Friday, November 6, 2009

Glory

"Christ has conquered! Glory fills you!
Christ our King is risen, Alleluia."

It is hard to believe "Glory fills you!" when you have coffee breath, a dirty ponytail, and are wearing green cutoff sweats and linty wool socks, as I was the morning I read this from my dog-eared copy of Celtic daily prayers.  But no matter what you are wearing, it is hard hard hard to believe the weighty beauty of Christ's resurrected glory dwells within us.  Harder, I would contest, than accepting the apparent truth that we are as dirty and linty as our clothes indicate, and sorrowful and mean and weary to boot.  

How difficult is it to recount stories of our failure?  For that matter, how difficult is it to tell the story of humanity's failure?  I think it is even trendy nowadays to talk about how shitty we all are. Excuse the language, but I did use the word purposely, because it reflects a blase, comfortable colloquialism toward our depravity.  We are used to depravity, because it presents itself to our senses every minute and every day, such that many agree with the famous summation of human existence written by Thomas Hobbes: it is, "solitary, poor, nasty, brutish and short."  (Ever the optimist, that Thomas Hobbes.)
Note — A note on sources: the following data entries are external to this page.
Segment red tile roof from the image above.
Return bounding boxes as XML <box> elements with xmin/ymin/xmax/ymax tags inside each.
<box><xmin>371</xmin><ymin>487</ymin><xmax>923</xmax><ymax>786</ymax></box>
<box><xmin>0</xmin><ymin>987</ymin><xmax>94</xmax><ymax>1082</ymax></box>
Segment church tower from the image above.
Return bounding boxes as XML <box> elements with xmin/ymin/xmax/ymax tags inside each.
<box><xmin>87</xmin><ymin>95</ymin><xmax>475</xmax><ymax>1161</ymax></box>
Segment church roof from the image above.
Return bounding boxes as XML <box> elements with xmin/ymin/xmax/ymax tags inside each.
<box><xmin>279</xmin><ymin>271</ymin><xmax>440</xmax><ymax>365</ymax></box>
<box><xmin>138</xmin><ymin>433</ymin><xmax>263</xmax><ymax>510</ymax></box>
What I am saying is this: it is more complex to understand oneself as an object of grace, a child of resurrection, a creature of glory.  It contradicts our experience.  It requires powerful imagination because it concerns an often-unseen reality.  Accounts of people committing acts of great mercy or justice or loveliness seem rare.  And if it is hard to see beauty in humanity collectively, I think it might be most difficult of all to see it in myself.  I know better than anyone how selfish and small and blind and hardened I can be.  Back to the linty wool socks. "Christ's glory fills me?  You must be joking.  Can you see my socks?"  I am faced with the crucial choice of living in the one-dimensional truth of my dirtiness, or living in multi-faceted tension as one who is filled with squalor and splendor, shame and glory, death and life.  
But mostly life.  After all, it is the Life of God Himself that fills you and I, and if that isn't a trump card I don't know what is.